Стирлингу в голову пришла еще одна потрясшая его мысль: несомненная связь между «народом дракона», как прозвал бриттов Мёрддин, и вязью напоминавших драконью чешую камней, которыми вымостили римляне свои дороги. Эта чешуя протянулась от Антониевой Стены на севере до Кэрнью на юге, от западных берегов и до восточных земель Сассекса и Уэссекса, захваченных ныне саксами. Повидавший шедевры римского строительства в других городах и странах, изучавший историю военного искусства, в том числе «Галльскую войну» Цезаря, Стирлинг вдруг с отчетливой ясностью увидел, что могут означать эти дороги для такого народа, как бритты, — разрозненного и отчаянно нуждавшегося в объединении.
И ведь Эмрис Мёрддин сумел разглядеть это еще в отрочестве — кто, как не он, предупреждал Фортигерна об угрозе, которой тот подвергает Народ Красного Дракона. Гордый народ объединялся в политическом и культурном отношениях с помощью дорог, длинных каменных драконов, что извивались между горами, стрелой пересекали равнины, медленно просачивались сквозь густые леса, перекидывались через пропасти.

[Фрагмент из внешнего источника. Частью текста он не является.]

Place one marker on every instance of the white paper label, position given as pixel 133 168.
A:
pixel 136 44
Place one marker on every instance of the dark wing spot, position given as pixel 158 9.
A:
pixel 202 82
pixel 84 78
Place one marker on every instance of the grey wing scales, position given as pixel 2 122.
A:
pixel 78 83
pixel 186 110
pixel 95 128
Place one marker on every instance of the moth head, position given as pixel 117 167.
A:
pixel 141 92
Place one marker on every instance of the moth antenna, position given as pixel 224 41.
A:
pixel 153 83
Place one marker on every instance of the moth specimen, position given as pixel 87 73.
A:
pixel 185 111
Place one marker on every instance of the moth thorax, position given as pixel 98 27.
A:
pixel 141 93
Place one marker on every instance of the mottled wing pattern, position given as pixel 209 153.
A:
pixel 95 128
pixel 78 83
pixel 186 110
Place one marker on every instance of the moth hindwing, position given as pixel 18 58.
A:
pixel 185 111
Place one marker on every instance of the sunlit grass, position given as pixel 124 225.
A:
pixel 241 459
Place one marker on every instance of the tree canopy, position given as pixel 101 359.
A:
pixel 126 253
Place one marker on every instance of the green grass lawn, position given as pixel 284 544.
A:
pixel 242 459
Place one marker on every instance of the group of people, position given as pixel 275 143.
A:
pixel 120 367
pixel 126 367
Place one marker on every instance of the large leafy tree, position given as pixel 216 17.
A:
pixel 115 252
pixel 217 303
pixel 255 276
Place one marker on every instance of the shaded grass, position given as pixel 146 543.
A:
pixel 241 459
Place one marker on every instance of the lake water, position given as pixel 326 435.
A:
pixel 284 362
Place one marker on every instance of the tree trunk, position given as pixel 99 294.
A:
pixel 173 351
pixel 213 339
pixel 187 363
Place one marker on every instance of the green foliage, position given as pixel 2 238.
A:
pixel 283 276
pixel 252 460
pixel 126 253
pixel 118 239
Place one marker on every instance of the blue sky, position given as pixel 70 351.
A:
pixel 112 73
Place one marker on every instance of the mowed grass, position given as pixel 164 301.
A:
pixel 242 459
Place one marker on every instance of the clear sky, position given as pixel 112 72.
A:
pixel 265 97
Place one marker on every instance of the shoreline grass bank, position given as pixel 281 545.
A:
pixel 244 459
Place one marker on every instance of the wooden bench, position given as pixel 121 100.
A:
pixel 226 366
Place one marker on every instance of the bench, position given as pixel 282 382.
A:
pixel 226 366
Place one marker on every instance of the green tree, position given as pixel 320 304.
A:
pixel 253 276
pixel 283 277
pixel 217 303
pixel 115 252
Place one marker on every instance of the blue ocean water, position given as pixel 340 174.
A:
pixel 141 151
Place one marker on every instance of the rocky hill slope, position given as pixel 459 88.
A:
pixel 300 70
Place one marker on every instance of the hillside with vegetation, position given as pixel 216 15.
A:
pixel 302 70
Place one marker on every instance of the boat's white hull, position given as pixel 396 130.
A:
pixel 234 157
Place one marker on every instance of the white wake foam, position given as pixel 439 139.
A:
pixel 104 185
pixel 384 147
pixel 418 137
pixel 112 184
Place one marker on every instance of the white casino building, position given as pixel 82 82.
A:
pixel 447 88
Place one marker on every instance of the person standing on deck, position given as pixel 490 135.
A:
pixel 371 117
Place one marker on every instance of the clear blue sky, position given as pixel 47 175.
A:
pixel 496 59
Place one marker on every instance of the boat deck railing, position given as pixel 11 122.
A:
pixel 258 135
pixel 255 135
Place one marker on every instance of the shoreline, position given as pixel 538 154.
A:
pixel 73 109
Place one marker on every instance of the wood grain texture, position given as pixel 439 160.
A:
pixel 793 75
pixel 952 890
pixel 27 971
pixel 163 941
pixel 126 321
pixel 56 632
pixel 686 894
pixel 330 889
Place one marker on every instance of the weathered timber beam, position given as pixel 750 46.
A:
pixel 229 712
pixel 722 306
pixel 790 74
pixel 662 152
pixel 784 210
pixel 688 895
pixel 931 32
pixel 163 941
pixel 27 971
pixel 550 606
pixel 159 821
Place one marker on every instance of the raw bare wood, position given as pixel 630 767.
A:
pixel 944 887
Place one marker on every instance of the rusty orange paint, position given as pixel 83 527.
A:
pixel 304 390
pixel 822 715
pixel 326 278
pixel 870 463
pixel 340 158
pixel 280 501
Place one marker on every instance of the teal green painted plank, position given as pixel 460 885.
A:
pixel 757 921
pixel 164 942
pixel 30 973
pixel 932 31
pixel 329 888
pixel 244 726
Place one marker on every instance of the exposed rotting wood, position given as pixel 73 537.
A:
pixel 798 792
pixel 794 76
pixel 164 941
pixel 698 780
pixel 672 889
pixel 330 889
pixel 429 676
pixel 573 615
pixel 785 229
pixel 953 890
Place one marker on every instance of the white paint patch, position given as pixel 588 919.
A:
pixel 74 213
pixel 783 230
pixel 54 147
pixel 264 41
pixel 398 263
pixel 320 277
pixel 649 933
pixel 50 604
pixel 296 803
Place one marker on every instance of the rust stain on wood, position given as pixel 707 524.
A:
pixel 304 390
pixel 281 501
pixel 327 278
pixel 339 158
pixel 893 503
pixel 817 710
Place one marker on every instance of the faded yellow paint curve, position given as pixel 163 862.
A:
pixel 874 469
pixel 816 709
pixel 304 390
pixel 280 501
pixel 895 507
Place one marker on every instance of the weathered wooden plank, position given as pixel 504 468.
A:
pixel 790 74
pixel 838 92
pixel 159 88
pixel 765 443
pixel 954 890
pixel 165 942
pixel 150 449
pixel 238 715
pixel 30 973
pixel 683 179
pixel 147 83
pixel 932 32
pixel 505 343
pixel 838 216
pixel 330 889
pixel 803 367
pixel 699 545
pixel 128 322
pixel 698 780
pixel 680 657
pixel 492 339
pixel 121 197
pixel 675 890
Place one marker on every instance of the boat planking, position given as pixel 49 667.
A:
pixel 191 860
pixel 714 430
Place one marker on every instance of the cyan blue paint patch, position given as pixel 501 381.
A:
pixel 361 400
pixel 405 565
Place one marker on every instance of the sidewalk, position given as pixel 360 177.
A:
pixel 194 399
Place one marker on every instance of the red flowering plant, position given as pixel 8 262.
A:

Мощь британских драконов-хранителей заключалась в этих дорогах — отличных военных магистралях. Дороги войны.
Можно сказать, мужчины и женщины, строившие эти дороги под руководством римских инженеров и римских командиров, не только создали кроваво-красного дракона, но и сами стали его порождением. Они родились заново единым народом, ощущавшим себя бриттами, отдаленной, но существенной частью Римской империи, последнего бастиона цивилизации на Западе. И этот британский дракон, эта огненная эмблема Арториуса, был на деле римскими военными дорогами.
Гений Эмриса Мёрддина, да и вообще бритты вызывали у Стирлинга благоговейное восхищение. Анцелотиса же, не слишком задумывавшегося над этим вопросом, эти мысли несколько удивили.
Анцелотис не возражал, и они поскакали дальше по спине Мёрддинова дракона, а за ними, грохоча копытами по древним римским камням, — катафракты. По дороге Стирлинг пытался соотнести приблизительность ориентиров шестого века с привитой ему двадцать первым веком, его лазерами и спутниковыми навигационными системами привычкой к точности до миллиметра. Черт, как же ему недоставало техники столь точной, что могла определять смещение континентов друг относительно друга. Один-единственный снимок со спутника мог бы подсказать ему, где находится войско саксов, определить скорость их марша, наиболее вероятный путь их дальнейшего следования и, разумеется, численность. Впрочем, его удовлетворила бы даже воздушная разведка с воздушного шара, наполненного горячим воздухом.
Анцелотис попытался припомнить ориентиры, которые могли бы сохраниться и в двадцать первом веке.
Он улыбнулся своей догадке и тут же задумчиво сдвинул брови. Такое расположение крепости было не лишено смысла. Любой армии, пытающейся захватить — и удержать — юго-запад Англии, пришлось бы значительную часть своих сил оставить здесь, чтобы сдерживать попытки атаки в тыл со стороны засевших в крепости войск. Полномасштабная осада крепости потребовала бы еще большей концентрации сил — удовольствия, которое короли Сассекса и Уэссекса могли позволить себе максимум неделю; на более долгий срок у них просто не хватило бы припасов.